Une opposition toujours aussi décidée
Après avoir rejeté l’appel du régime «illégitime» au dialogue, la confrérie islamiste des Frères musulmans, honnie par le pouvoir, a estimé que les appels aux négociations «n’influeraient pas sur les rassemblements de masse prévus vendredi pour faire tomber le régime».
L’opposition, composée également de partis laïques et de mouvements issus de la société civile comme la Coalition nationale pour le changement qui s’est formée autour du Prix Nobel de la paix Mohamed ElBaradei, a fait du départ immédiat de M. Moubarak une condition pour négocier avec le régime.
M. Souleimane a estimé que cette demande équivalait à un «appel au chaos» et exhorté les manifestants à quitter la place Tahrir, épicentre de la contestation au Caire.
Dans la nuit de jeudi à vendredi, sur la place Tahrir, des milliers de manifestants ont de nouveau bravé le couvre-feu nocturne, campant sous des tentes et se réchauffant autour de feux, après une journée de heurts intermittents entre opposants et partisans de M. Moubarak.
Discours apaisant de Hosni Moubarak
Ce dernier, selon Mme Amanpour, a assuré en avoir «assez d’être président», disant vouloir «abandonner le pouvoir maintenant, mais qu’il ne pouvait le faire de peur que le pays ne sombre dans le chaos».
De son côté, le «New York Times»a assuré que Washington discute avec des responsables égyptiens des modalités d’un départ immédiat de Hosni Moubarak et du transfert du pouvoir à un gouvernement de transition dirigé par Omar Souleimane, un projet destiné à recueillir le soutien de l’armée égyptienne.
M. Moubarak avait dit mardi qu’il ne briguerait pas un sixième mandat lors de la présidentielle de septembre, mais cette annonce n’a pas apaisé la rue.
Dans le même temps, les autorités optaient pour la manière forte en arrêtant sept jeunes leaders du mouvement contestataire, après leur rencontre avec l’opposant Mohamed ElBaradei, selon des proches.
Au moins huit personnes ont été tuées et plus de 800 blessées mercredi et jeudi matin dans de violents heurts entre les deux camps.
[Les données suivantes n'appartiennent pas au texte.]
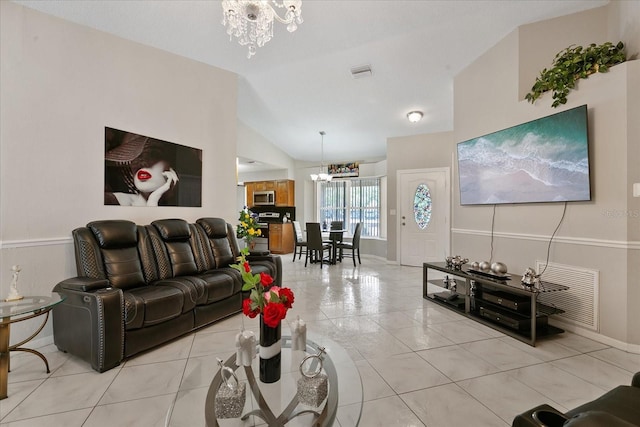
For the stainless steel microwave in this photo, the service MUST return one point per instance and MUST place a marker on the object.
(264, 198)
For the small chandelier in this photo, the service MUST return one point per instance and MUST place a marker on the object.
(321, 176)
(251, 21)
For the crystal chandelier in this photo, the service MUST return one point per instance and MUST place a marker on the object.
(251, 21)
(321, 176)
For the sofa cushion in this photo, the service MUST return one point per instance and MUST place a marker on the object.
(114, 234)
(174, 252)
(193, 289)
(150, 305)
(219, 285)
(216, 231)
(173, 230)
(123, 268)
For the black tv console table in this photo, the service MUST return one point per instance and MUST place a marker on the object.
(502, 303)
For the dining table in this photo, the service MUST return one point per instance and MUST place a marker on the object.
(334, 237)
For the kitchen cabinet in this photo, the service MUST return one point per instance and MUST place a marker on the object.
(285, 192)
(265, 185)
(281, 238)
(249, 188)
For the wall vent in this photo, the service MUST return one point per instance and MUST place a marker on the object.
(361, 72)
(580, 302)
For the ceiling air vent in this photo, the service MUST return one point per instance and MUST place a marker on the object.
(361, 72)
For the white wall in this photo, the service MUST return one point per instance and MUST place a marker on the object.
(488, 97)
(603, 234)
(254, 146)
(62, 83)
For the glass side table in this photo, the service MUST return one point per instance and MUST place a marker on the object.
(17, 311)
(277, 404)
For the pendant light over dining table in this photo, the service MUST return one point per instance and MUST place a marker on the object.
(322, 175)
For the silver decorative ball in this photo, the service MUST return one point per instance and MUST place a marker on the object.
(499, 268)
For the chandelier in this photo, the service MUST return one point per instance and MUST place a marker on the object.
(251, 21)
(321, 176)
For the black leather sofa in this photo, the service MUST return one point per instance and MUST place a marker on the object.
(139, 286)
(619, 407)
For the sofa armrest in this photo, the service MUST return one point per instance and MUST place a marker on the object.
(635, 381)
(82, 284)
(596, 419)
(89, 323)
(540, 416)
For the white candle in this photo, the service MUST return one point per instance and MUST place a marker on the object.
(298, 334)
(245, 348)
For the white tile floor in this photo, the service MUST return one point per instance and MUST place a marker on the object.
(420, 364)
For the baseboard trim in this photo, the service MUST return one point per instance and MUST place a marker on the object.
(620, 345)
(30, 243)
(612, 244)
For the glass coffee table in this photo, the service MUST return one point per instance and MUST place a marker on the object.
(17, 311)
(277, 404)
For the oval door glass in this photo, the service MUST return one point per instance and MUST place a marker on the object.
(422, 206)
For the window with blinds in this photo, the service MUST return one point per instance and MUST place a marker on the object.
(352, 201)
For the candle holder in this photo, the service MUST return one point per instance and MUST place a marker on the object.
(14, 295)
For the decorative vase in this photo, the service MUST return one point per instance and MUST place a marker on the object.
(270, 349)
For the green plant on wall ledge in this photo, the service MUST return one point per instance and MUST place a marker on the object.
(573, 63)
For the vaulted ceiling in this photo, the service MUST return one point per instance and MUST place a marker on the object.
(300, 83)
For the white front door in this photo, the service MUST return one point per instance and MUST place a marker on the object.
(424, 209)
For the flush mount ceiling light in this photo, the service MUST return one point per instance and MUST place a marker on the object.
(251, 21)
(414, 116)
(321, 176)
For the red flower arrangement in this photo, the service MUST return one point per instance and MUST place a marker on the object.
(270, 301)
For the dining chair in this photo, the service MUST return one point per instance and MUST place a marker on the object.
(354, 246)
(299, 241)
(315, 245)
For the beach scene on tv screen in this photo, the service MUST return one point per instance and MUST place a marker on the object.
(545, 160)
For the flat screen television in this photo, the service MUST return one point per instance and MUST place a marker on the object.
(544, 160)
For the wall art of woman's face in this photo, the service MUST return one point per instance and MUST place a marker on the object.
(149, 179)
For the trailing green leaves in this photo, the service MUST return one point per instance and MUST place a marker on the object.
(573, 63)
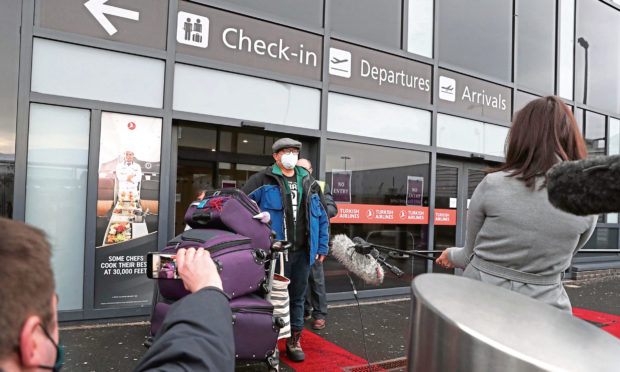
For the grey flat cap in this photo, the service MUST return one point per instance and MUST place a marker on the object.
(285, 143)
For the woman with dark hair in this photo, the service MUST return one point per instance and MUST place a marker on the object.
(515, 238)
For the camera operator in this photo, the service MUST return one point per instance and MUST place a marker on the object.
(29, 339)
(196, 334)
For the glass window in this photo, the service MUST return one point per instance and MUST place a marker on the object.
(594, 133)
(567, 46)
(494, 139)
(56, 192)
(244, 142)
(578, 114)
(420, 27)
(477, 35)
(460, 134)
(536, 45)
(522, 99)
(365, 117)
(307, 12)
(614, 136)
(375, 21)
(603, 238)
(377, 188)
(470, 135)
(89, 73)
(196, 137)
(219, 93)
(597, 55)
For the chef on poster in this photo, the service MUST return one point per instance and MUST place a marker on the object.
(129, 175)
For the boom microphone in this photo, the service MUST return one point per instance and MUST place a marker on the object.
(363, 265)
(584, 187)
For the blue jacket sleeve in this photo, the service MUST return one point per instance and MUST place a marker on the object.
(323, 233)
(196, 335)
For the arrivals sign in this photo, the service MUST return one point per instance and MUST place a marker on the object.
(383, 73)
(210, 33)
(139, 22)
(391, 214)
(474, 96)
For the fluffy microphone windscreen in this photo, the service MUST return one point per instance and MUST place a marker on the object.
(584, 187)
(364, 266)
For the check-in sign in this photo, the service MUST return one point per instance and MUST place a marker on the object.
(226, 37)
(139, 22)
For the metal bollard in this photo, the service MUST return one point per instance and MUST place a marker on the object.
(460, 324)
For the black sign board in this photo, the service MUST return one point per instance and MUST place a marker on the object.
(140, 22)
(366, 69)
(226, 37)
(474, 96)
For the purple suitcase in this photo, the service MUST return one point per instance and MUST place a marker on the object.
(242, 267)
(230, 209)
(157, 317)
(255, 328)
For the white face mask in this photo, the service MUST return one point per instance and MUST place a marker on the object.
(289, 160)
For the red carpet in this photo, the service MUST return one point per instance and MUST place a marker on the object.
(321, 355)
(611, 323)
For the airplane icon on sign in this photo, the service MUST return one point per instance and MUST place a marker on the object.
(448, 88)
(340, 62)
(336, 60)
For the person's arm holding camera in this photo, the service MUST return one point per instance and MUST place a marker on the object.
(196, 334)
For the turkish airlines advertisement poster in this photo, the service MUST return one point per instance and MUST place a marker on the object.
(127, 209)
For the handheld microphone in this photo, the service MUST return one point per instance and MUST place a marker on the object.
(584, 187)
(364, 266)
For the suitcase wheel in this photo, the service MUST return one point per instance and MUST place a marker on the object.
(260, 256)
(272, 363)
(278, 322)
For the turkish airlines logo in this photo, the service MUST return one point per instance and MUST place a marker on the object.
(193, 30)
(447, 89)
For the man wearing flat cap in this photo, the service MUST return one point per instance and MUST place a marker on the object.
(293, 198)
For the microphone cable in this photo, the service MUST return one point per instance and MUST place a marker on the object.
(359, 308)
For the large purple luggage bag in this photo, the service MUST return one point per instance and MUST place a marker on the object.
(255, 327)
(241, 265)
(230, 209)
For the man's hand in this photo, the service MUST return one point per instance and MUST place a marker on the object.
(197, 269)
(444, 261)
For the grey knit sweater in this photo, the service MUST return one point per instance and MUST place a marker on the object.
(513, 230)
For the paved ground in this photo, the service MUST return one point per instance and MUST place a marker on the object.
(386, 323)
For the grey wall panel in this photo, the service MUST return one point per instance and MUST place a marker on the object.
(10, 21)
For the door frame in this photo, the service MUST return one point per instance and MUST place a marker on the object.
(311, 152)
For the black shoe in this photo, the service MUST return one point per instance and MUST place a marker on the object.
(293, 348)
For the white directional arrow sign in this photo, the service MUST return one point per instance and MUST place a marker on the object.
(99, 9)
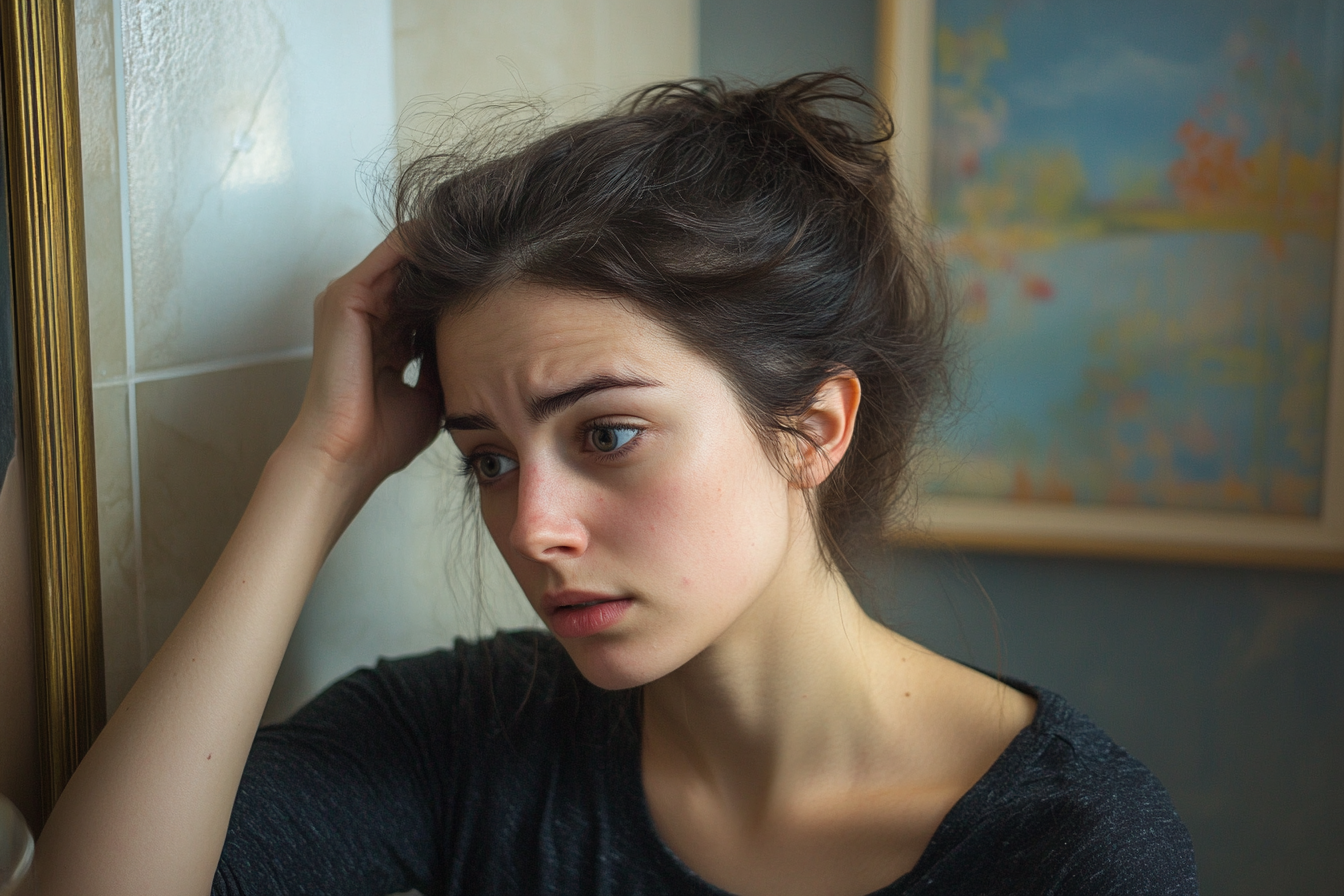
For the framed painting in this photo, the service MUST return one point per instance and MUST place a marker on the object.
(1140, 208)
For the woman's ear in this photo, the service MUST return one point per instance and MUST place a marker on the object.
(828, 426)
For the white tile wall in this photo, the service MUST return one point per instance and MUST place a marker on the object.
(223, 148)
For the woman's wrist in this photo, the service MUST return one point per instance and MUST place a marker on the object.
(328, 490)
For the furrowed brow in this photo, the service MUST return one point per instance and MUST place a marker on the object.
(468, 422)
(546, 406)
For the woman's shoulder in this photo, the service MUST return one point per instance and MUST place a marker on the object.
(1063, 809)
(523, 666)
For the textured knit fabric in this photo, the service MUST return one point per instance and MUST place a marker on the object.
(496, 769)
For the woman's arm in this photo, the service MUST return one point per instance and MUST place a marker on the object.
(148, 808)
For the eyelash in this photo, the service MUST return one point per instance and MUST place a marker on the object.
(468, 464)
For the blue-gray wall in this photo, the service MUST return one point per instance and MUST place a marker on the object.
(1227, 683)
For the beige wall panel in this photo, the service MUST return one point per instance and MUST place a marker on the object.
(121, 640)
(101, 187)
(246, 124)
(203, 443)
(555, 49)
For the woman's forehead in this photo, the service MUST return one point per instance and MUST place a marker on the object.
(530, 339)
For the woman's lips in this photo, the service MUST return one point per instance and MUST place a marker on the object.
(577, 614)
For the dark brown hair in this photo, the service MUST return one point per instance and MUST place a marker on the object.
(760, 225)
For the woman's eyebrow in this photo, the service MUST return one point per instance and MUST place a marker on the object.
(544, 406)
(468, 422)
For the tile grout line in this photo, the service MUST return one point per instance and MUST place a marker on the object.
(118, 65)
(297, 353)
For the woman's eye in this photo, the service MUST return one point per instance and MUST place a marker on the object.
(492, 466)
(610, 438)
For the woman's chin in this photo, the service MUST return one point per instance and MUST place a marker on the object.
(614, 665)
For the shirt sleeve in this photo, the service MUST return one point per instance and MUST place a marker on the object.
(348, 795)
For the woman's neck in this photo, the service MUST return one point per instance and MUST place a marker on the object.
(793, 696)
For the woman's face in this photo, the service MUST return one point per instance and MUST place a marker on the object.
(617, 476)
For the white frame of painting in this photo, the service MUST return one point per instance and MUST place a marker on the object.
(905, 75)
Plus de 300 personnes ont péri la première semaine de la contestation, selon un bilan non confirmé de l’ONU.
«Kill the messenger»
Des dizaines de journalistes étrangers ont été battus, interpellés ou intimidés ces deux derniers jours et aucune télévision n’a diffusé d’images en direct depuis la place Tahrir dans la nuit de jeudi à vendredi.
Un étranger dont on ignore la nationalité a été battu à mort non loin de là, selon des témoins et des services de secours.
Jeudi, des centaines de partisans du régime, armés de matraques, de couteaux et certains de pistolets, ont empêché pendant plusieurs heures l’entrée sur la place de renforts ou ravitaillement aux opposants qui y sont retranchés.
L’armée, épine dorsale du régime, surveille sans intervenir. Elle n’est intervenue que rarement pour disperser les protagonistes ou tenter de sauver des personnes agressées.
D’autres partisans du régime, postés sur le pont du 6 octobre, ont lancé des pierres et des bouteilles incendiaires sur les opposants. Des pavés et des bordures en pierre ont été utilisés comme projectiles et des barricades ont été érigées.
Le pouvoir a rejeté les accusations selon lesquelles il a orchestré les violences, montrant du doigt les Frères musulmans, principale force d’opposition.
L’Occident a dénoncé ces attaques. La secrétaire d’Etat américaine Hillary Clinton a condamné «dans les termes les plus fermes» les agressions contre les journalistes, appelant les forces de sécurité à les protéger. Elle a également appelé à des «négociations sérieuses» immédiates entre le pouvoir et l’opposition «en vue d’une transition pacifique et en bon ordre» en Egypte.
A Berlin, le secrétaire général de l’ONU Ban Ki-moon a jugé «scandaleuse et totalement inacceptable» la répression en Egypte contre les médias et les défenseurs des droits de l’homme.
Face à la situation alarmante, les dirigeants occidentaux maintiennent la pression sur M. Moubarak en appelant à une transition immédiate du pouvoir.